略歴 / Brief history
【常に実験精神を発揮し続ける新世代“流行監督”】東京都生まれ。ディスクジョッキーを志望して日本大学芸術学部放送学科に入学。日大闘争で混乱する大学では落語研究会に入り、早大シネ研にも参加した。その後、同世代の原將人に刺激を受けて8ミリの自主映画製作を開始。1972年の日大卒業後も特に就職はせず、個人映画の製作・上映活動を精力的に続けた。
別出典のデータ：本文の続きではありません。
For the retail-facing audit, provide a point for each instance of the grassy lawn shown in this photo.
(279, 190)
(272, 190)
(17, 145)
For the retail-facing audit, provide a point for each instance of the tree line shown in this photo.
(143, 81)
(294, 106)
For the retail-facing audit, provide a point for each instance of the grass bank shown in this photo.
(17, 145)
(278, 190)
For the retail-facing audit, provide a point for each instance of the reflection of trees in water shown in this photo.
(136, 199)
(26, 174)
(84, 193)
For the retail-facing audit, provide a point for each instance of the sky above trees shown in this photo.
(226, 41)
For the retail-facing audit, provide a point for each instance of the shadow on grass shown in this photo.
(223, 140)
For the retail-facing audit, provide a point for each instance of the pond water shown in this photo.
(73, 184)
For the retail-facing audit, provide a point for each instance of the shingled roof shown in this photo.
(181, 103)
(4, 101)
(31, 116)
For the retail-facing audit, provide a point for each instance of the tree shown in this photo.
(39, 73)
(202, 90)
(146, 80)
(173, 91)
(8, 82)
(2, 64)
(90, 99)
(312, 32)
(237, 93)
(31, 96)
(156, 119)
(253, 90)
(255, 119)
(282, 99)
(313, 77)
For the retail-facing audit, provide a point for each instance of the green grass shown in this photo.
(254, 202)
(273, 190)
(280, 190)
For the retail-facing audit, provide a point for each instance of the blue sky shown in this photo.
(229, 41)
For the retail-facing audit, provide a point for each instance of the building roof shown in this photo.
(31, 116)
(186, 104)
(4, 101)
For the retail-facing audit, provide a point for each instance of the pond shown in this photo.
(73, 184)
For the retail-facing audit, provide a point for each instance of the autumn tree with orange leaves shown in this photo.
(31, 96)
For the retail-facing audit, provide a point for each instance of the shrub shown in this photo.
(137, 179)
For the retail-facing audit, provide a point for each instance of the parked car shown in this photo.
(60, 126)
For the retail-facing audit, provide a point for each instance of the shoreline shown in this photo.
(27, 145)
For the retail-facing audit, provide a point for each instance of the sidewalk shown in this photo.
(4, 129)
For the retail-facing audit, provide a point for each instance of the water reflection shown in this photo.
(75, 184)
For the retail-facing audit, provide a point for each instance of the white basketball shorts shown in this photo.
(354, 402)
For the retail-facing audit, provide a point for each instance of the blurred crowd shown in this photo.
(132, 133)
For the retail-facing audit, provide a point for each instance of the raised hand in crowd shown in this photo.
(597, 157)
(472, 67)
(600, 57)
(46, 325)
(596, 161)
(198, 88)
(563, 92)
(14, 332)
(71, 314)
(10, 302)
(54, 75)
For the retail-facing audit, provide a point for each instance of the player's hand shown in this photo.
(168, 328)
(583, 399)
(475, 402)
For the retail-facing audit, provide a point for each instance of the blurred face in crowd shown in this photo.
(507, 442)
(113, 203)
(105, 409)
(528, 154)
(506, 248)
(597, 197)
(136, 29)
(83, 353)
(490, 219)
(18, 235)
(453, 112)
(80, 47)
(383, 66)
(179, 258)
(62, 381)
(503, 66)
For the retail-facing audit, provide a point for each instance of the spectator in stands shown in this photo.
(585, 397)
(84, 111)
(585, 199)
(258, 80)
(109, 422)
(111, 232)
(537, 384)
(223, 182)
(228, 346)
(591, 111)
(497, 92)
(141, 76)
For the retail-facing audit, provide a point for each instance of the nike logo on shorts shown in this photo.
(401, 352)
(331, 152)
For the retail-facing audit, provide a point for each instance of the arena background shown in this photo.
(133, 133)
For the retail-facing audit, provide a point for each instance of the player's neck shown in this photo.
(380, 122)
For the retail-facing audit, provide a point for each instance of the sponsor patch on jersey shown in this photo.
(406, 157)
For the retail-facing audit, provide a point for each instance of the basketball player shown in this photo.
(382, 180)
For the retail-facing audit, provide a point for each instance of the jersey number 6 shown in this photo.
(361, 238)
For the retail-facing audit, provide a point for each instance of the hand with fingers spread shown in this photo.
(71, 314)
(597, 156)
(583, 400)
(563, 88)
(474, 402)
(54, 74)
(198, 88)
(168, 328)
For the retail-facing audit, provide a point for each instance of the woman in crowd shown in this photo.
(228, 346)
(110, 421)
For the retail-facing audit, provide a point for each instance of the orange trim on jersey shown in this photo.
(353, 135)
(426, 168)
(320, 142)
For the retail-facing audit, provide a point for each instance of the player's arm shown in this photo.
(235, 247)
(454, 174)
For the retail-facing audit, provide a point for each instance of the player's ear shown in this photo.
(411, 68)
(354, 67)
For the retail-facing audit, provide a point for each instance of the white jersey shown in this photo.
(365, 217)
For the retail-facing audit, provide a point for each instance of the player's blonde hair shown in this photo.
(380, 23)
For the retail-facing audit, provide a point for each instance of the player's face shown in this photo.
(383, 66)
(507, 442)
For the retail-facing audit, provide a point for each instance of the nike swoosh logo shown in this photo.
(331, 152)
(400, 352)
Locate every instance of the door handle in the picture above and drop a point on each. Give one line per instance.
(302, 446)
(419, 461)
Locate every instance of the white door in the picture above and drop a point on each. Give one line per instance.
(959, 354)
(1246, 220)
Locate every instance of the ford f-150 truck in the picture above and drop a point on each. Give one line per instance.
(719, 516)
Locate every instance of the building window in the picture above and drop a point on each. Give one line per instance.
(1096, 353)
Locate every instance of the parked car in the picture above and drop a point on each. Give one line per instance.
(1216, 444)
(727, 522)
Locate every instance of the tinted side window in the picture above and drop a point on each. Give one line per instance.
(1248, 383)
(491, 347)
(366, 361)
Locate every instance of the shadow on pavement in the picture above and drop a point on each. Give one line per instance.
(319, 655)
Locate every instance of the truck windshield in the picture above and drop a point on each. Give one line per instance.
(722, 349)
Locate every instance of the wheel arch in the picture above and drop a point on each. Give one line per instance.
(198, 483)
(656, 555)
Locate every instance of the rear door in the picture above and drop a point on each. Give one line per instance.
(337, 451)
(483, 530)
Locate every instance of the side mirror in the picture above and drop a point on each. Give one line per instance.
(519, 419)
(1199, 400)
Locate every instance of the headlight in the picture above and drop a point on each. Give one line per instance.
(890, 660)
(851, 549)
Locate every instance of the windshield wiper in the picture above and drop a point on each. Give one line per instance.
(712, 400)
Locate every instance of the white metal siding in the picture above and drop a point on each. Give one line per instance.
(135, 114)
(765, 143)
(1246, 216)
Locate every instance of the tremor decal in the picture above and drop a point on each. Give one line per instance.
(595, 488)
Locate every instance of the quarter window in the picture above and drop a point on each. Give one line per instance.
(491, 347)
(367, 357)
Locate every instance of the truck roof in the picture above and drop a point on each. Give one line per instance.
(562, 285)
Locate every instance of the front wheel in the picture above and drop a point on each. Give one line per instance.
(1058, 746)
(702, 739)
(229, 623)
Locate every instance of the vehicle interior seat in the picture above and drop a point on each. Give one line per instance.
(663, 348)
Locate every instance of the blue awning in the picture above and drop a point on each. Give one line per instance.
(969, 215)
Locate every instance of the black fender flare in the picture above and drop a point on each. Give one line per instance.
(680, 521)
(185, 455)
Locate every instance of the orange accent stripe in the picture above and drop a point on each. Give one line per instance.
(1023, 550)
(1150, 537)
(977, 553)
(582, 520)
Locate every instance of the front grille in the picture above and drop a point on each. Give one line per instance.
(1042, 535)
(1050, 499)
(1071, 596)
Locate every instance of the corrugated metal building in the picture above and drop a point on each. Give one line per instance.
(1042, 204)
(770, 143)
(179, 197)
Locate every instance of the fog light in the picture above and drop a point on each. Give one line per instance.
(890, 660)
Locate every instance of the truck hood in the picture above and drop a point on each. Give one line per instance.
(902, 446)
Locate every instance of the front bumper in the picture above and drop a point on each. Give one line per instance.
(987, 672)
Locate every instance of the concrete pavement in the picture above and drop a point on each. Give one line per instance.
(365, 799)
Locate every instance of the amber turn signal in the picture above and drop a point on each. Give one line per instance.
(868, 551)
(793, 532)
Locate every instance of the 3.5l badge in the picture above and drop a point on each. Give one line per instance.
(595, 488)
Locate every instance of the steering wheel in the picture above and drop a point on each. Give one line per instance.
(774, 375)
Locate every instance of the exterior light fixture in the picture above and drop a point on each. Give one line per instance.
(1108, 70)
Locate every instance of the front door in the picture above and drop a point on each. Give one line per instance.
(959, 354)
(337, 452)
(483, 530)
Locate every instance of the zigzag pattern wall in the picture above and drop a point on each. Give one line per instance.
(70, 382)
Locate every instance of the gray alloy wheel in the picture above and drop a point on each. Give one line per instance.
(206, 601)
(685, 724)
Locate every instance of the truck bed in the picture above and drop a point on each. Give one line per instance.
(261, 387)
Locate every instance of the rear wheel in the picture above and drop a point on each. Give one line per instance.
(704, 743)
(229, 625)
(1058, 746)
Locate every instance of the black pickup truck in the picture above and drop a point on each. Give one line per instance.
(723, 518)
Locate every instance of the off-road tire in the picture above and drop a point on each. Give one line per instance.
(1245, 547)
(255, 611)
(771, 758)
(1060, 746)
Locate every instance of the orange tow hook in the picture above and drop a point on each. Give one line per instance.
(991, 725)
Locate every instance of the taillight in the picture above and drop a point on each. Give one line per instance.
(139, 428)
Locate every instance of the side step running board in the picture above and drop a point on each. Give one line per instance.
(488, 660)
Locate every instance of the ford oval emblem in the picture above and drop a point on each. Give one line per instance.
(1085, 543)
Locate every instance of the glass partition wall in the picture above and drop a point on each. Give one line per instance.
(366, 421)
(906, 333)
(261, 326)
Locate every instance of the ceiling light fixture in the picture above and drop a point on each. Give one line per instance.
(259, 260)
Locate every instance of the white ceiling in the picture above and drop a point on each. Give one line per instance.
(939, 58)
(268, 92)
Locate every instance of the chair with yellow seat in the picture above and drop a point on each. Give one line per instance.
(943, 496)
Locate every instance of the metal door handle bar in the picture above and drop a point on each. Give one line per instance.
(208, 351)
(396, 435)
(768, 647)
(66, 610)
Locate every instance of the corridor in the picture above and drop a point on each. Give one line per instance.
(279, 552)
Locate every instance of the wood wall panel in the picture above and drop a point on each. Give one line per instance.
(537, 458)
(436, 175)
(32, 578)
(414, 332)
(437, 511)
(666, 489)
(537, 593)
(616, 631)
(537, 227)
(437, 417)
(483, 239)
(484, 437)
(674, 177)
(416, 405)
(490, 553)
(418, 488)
78年に撮った8ミリ「ライブイン茅ケ崎」が評判となり、これがきっかけで自ら企画を持ち込んだ「の・ようなもの」(81)で商業映画を撮る機会を得る。奇抜な映像や台詞、独特の編集センスが評価され、新世代の登場を印象づける監督デビューを飾った。83年には松田優作主演の「家族ゲーム」を発表。ごく普通の家庭に風変わりな家庭教師がやって来たことから起きる家族の揺らぎをシニカルに描いた異色のホームドラマで、各映画賞を総なめにした。以後も、映像・演出の実験作「ときめきに死す」(84)、薬師丸ひろ子主演の大ヒット作「メイン・テーマ」(84)、再び松田優作と組み文豪・夏目漱石の名作に挑んだ「それから」(85)、人気絶頂のとんねるずを起用したシュールなコメディ「そろばんずく」(86)など、一作ごとにすさまじい触れ幅で多彩なジャンルの作品を連打。自らは製作総指揮と脚本を担当し、新人監督に発表の場を与えたオムニバス「バカヤロー!」シリーズ(88~91)もヒットさせ、時代の寵児とも言える活躍を続けた。しかし、その後は吉本ばななのベストセラー小説の映画化「キッチン」(89)や、タイムスリップがモチーフのSFファンタジー「未来の想い出 LastChristmas」(92)など、作品の完成度と興行の結果が.み合わないケースが増え、90年代前半は、それまでの快進撃が嘘のような沈滞期となってしまう。【時代を挑発するエンターテイナー】96年、4年ぶりの監督作となる「(ハル)」を発表。作品の大半をパソコン通信の字幕が占めるという衰えぬ実験精神を発揮した秀作とし、その後も大ヒットとなった「失楽園」(97)や、現代ミステリーの映画化「39・刑法第三十九条」「黒い家」(99)、「模倣犯」(02)、あるいは向田邦子脚本の名作ドラマのリメイク「阿修羅のごとく」(03)など、新旧のエンターテインメントを自身の解釈で次々と映像化していく。07年には黒澤明の往年の傑作を同じ脚本で忠実にリメイクした初の時代劇「椿三十郎」を発表。製作の形態、取り上げる題材がさまざまに変化しても、常に時代を挑発し、新しいスタイルを模索し続けた。2011年12月20日急性肝不全のため死去。2012年公開の「僕達急行 A列車で行こう」が遺作となった。
映画専門家レビュー
今日は映画何の日?
NEW今日誕生日の映画人 3/5
- サラ・ジェシカ・パーカー(1965)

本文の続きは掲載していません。